I have 2 HTML files which I believe are identical, but certain versions of
diff are giving conflicting results.
The 2 files have been downloaded from a remote URL using PHP curl (http://php.net/manual/en/book.curl.php). The files were downloaded on different days, but I believe the content has not changed, including any of the markup. The purpose of the application is actually to determine whether there were changes or not.
The file sizes are identical; both 358,341 bytes. A visual inspection of the content shows them to be identical.
To make sure there are no differences in the markup or other contents I’ve used DiffMerge on my local machine and it’s reporting that the files are identical.
However, when I ssh into a centOS server and do a comparison, it’s showing the following from running
diff file1.html file2.html
12159,12161c12159,12161 < < < --- > > > 12163,12172c12163,12172 < < < < < < < < < < --- > > > > > > > > > > 12174c12174 < --- >
When I look at those line numbers in a text editor there are no noticeable differences.

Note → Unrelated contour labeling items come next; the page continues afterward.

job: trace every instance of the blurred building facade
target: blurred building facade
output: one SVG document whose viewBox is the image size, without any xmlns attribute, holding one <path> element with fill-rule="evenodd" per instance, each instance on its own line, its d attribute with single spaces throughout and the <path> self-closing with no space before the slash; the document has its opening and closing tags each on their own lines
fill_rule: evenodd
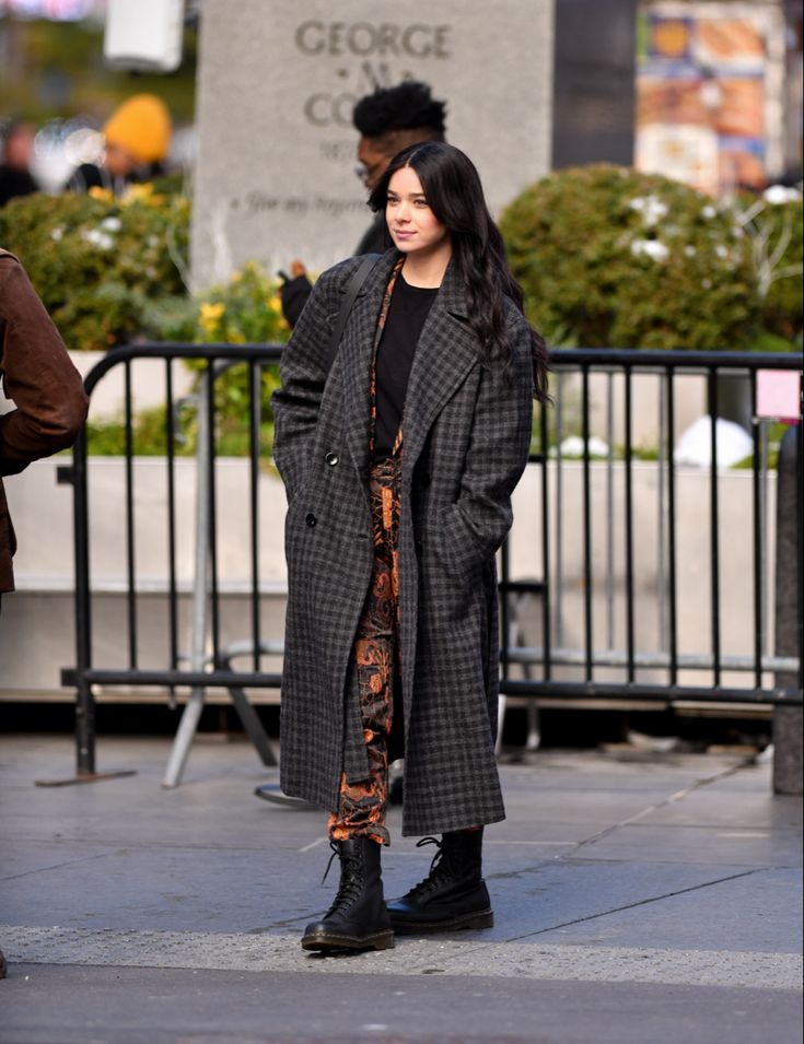
<svg viewBox="0 0 804 1044">
<path fill-rule="evenodd" d="M 801 3 L 641 0 L 639 169 L 712 193 L 797 181 L 801 127 Z"/>
</svg>

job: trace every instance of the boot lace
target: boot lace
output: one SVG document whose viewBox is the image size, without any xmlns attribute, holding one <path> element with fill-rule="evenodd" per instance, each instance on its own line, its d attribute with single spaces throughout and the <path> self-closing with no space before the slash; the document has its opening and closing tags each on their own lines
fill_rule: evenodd
<svg viewBox="0 0 804 1044">
<path fill-rule="evenodd" d="M 410 896 L 420 898 L 429 895 L 430 892 L 434 892 L 436 889 L 441 888 L 441 885 L 448 880 L 452 875 L 450 861 L 444 849 L 444 843 L 439 841 L 438 837 L 422 837 L 421 841 L 416 842 L 417 848 L 421 848 L 424 845 L 435 845 L 438 851 L 432 858 L 432 863 L 430 864 L 430 871 L 428 876 L 410 889 L 408 892 L 408 895 Z"/>
<path fill-rule="evenodd" d="M 333 854 L 330 855 L 329 863 L 327 863 L 327 868 L 324 871 L 322 884 L 324 884 L 326 881 L 327 875 L 329 873 L 329 869 L 333 865 L 333 860 L 336 856 L 340 856 L 340 884 L 338 885 L 338 891 L 336 892 L 335 899 L 333 900 L 333 905 L 327 912 L 327 917 L 331 916 L 338 910 L 348 910 L 352 903 L 357 902 L 362 893 L 360 858 L 358 856 L 343 855 L 338 846 L 337 841 L 330 841 L 329 847 L 333 849 Z"/>
</svg>

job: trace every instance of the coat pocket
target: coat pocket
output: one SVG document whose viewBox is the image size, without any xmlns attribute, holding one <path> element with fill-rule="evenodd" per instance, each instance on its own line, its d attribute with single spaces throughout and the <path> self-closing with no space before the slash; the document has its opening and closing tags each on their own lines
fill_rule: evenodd
<svg viewBox="0 0 804 1044">
<path fill-rule="evenodd" d="M 457 503 L 436 513 L 430 543 L 441 562 L 462 579 L 477 576 L 489 558 Z"/>
</svg>

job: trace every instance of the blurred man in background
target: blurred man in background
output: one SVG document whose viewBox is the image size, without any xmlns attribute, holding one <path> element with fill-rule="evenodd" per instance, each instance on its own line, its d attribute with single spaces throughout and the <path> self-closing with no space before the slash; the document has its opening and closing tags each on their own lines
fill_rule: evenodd
<svg viewBox="0 0 804 1044">
<path fill-rule="evenodd" d="M 34 128 L 24 119 L 11 119 L 2 131 L 0 150 L 0 207 L 15 196 L 38 192 L 31 173 L 34 155 Z"/>
<path fill-rule="evenodd" d="M 12 254 L 0 249 L 0 385 L 16 409 L 0 417 L 0 605 L 14 589 L 14 529 L 3 478 L 75 441 L 89 400 L 58 330 Z"/>
<path fill-rule="evenodd" d="M 65 188 L 73 192 L 105 188 L 120 196 L 131 184 L 159 177 L 164 173 L 172 131 L 165 103 L 154 94 L 135 94 L 115 109 L 103 129 L 101 165 L 82 163 Z"/>
<path fill-rule="evenodd" d="M 352 122 L 358 141 L 358 177 L 369 192 L 397 154 L 419 141 L 444 141 L 446 104 L 435 101 L 426 83 L 408 80 L 395 87 L 377 87 L 354 106 Z M 376 214 L 356 256 L 384 254 L 392 246 L 385 214 Z M 312 290 L 304 265 L 293 261 L 282 286 L 282 312 L 293 327 Z"/>
</svg>

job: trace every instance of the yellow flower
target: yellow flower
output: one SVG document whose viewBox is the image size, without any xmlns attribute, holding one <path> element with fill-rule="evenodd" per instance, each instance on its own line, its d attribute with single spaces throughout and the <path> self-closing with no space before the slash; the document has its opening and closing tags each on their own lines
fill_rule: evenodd
<svg viewBox="0 0 804 1044">
<path fill-rule="evenodd" d="M 217 322 L 223 313 L 226 310 L 226 306 L 222 302 L 217 302 L 212 304 L 209 301 L 205 301 L 201 305 L 201 322 Z"/>
<path fill-rule="evenodd" d="M 217 304 L 211 304 L 208 301 L 205 301 L 201 304 L 198 315 L 198 321 L 201 326 L 203 332 L 211 337 L 212 333 L 218 329 L 218 322 L 225 310 L 225 305 L 220 302 Z"/>
</svg>

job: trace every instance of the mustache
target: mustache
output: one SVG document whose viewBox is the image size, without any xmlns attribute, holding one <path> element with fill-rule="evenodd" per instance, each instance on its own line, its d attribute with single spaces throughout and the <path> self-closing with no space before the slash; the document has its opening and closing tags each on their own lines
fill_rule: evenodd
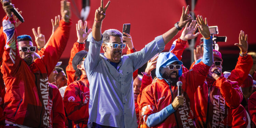
<svg viewBox="0 0 256 128">
<path fill-rule="evenodd" d="M 121 54 L 122 53 L 122 51 L 121 51 L 121 50 L 117 50 L 114 52 L 114 53 L 119 53 Z"/>
</svg>

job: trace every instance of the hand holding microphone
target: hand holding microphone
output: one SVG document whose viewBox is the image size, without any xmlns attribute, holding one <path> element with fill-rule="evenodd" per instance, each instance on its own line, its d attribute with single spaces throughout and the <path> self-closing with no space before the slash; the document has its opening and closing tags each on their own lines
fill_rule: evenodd
<svg viewBox="0 0 256 128">
<path fill-rule="evenodd" d="M 17 11 L 16 8 L 14 8 L 13 4 L 12 4 L 11 3 L 11 0 L 1 0 L 1 3 L 3 4 L 3 8 L 4 10 L 5 13 L 9 17 L 10 17 L 11 16 L 11 14 L 10 14 L 9 9 L 13 13 L 13 14 L 16 16 L 16 17 L 20 21 L 22 22 L 24 22 L 24 18 Z"/>
<path fill-rule="evenodd" d="M 181 86 L 182 82 L 180 81 L 177 82 L 177 86 L 178 86 L 178 96 L 176 97 L 172 103 L 172 105 L 173 109 L 176 110 L 178 108 L 183 106 L 184 102 L 184 97 L 181 95 Z"/>
</svg>

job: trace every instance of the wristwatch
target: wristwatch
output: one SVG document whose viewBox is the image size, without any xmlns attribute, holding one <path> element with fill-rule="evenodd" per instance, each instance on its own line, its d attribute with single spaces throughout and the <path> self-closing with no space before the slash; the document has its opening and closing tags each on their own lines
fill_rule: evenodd
<svg viewBox="0 0 256 128">
<path fill-rule="evenodd" d="M 174 26 L 175 26 L 175 27 L 177 28 L 177 29 L 179 30 L 180 31 L 181 30 L 181 29 L 182 29 L 182 28 L 181 28 L 180 27 L 180 26 L 179 26 L 179 25 L 178 25 L 178 24 L 179 24 L 179 23 L 180 23 L 180 22 L 177 22 L 176 24 L 175 24 L 174 25 Z"/>
</svg>

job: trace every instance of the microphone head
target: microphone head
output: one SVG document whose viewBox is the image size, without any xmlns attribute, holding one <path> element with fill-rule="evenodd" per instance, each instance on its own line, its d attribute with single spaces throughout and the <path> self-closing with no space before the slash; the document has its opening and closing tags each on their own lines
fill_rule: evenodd
<svg viewBox="0 0 256 128">
<path fill-rule="evenodd" d="M 179 81 L 177 82 L 177 86 L 182 86 L 182 82 L 181 81 Z"/>
</svg>

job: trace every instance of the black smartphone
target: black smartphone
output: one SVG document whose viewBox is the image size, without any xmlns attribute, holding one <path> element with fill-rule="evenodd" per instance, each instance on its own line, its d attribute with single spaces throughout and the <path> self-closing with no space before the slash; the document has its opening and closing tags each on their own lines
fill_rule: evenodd
<svg viewBox="0 0 256 128">
<path fill-rule="evenodd" d="M 125 24 L 123 26 L 123 36 L 126 36 L 124 34 L 124 32 L 130 34 L 130 30 L 131 28 L 131 24 Z M 123 41 L 124 42 L 125 41 Z"/>
</svg>

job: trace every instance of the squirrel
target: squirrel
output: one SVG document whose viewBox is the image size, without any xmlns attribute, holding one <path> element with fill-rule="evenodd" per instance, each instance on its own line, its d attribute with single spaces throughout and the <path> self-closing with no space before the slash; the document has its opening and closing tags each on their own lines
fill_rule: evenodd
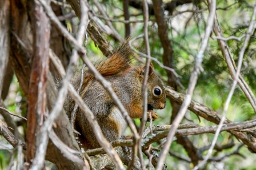
<svg viewBox="0 0 256 170">
<path fill-rule="evenodd" d="M 98 72 L 111 83 L 114 91 L 131 118 L 141 119 L 143 117 L 142 87 L 145 67 L 135 66 L 132 64 L 130 57 L 133 54 L 126 41 L 111 56 L 105 60 L 95 62 L 94 65 Z M 72 80 L 77 90 L 81 82 L 81 73 L 77 71 Z M 94 114 L 105 137 L 109 141 L 121 138 L 126 127 L 126 121 L 121 112 L 115 106 L 106 90 L 95 80 L 93 74 L 85 69 L 83 76 L 79 95 Z M 153 109 L 164 108 L 166 99 L 163 85 L 155 73 L 151 63 L 146 89 L 148 94 L 147 118 L 149 119 L 149 114 L 151 114 L 152 120 L 154 120 L 157 119 L 158 115 Z M 64 108 L 70 119 L 74 105 L 74 102 L 68 96 Z M 87 118 L 79 108 L 76 111 L 74 127 L 81 133 L 78 137 L 81 147 L 85 151 L 101 147 Z"/>
</svg>

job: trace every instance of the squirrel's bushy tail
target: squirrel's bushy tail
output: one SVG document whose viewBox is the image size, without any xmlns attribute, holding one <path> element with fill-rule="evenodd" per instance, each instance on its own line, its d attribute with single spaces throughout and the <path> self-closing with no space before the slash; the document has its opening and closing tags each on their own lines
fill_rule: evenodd
<svg viewBox="0 0 256 170">
<path fill-rule="evenodd" d="M 95 62 L 94 66 L 102 76 L 120 75 L 132 68 L 131 56 L 134 53 L 128 43 L 127 40 L 106 59 Z M 85 73 L 82 90 L 80 92 L 81 96 L 88 90 L 94 79 L 93 74 L 88 71 Z"/>
<path fill-rule="evenodd" d="M 130 48 L 128 41 L 127 41 L 106 60 L 97 63 L 95 67 L 103 76 L 125 72 L 132 67 L 131 56 L 133 54 L 133 51 Z"/>
</svg>

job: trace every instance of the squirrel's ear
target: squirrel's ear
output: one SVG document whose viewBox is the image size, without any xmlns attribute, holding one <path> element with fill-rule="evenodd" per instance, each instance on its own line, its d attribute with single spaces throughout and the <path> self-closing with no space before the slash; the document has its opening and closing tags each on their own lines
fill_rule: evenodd
<svg viewBox="0 0 256 170">
<path fill-rule="evenodd" d="M 145 70 L 146 70 L 146 66 L 143 67 L 143 69 L 141 71 L 141 74 L 144 75 L 144 73 L 145 72 Z M 153 72 L 154 72 L 153 65 L 151 63 L 150 63 L 150 64 L 149 65 L 149 75 L 152 75 L 153 74 Z"/>
</svg>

What does this output actually mean?
I’ve also used a web-based diff tool, https://github.com/chrisboulton/php-diff, which is reporting exactly the same line numbers as being different. However the output when viewed in “side by side” mode (
file2.html) is exactly the same!
Does anyone have any ideas how to debug this or what the issue may be? The files were downloaded using the same script and method in both instances and, as far as I know, there’s no encoding differences.